Parallelly, the cultivation of cash crops such as broom, allowed farmers to improve their economic status, the sign of which is the replacement of the thatched roof with that of tin. But farming broom led to the depletion of water resources and degradation of soil. The report also mentions that since 2016, the government has intervened in the Khasi community of Nongtraw, restricting jhum and requiring a written document from the government for land transactions within the community.
Much like the Khasis in Nongtraw, the Sauria Paharias of Jharkhand, a particularly vulnerable tribal group (PVTG), who practice Kurwa farming (a form of shifting agriculture in forests, along with farming in agricultural lands) have switched to growing rice in place of drought-resistant millets due to agricultural interventions which mainly focused on yields.

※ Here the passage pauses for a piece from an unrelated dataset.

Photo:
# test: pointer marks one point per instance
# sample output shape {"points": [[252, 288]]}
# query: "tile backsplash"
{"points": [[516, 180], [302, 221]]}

“Under the traditional system, they accessed natural food sources such as forests and waterbodies. Through their Indigenous knowledge that was acquired from experiential learning from ancestors, they understood these foods are edible and had certain properties and promoted them within their culture. They knew what to grow and where to grow them in accordance with the local climate,” Suparna Ghosh-Jerath explained.
These changes have also influenced the availability of Indigenous foods from natural vegetation, forests, and water bodies in the region. Flavorsome indigenous rice varieties (such as Bismunia and Dumarkani), which were consumed by the older generations, have now become almost non-existent or extinct. Millets like (Gundli or little millet), which were widespread earlier, have presently become virtually extinct, notes Ghosh-Jerath in a research that is supported by DBT/Wellcome Trust India Alliance Fellowship.
In Meghalaya, Mawroh and colleagues strive to include local agrobiodiversity in policies, particularly Neglected and Underutilised Species (NUS) in jhum cultivation that do not receive the deserved attention.
Another way is to support the establishment and functioning of community seed banks. An affordable certification system could help the community realise the value of its ecologically sustainable food production system, which is organic. Further, the National Education Policy 2020 has tremendous scope to mainstream traditional knowledge systems in formal education, Mawroh adds.
He says it is vital to steer the debate away from jhum destroying forests to jhum providing valuable ecosystem services due to its landscape management approach. “Gradually, as the body of research grows, we will be able to unravel more aspects of such traditional systems.”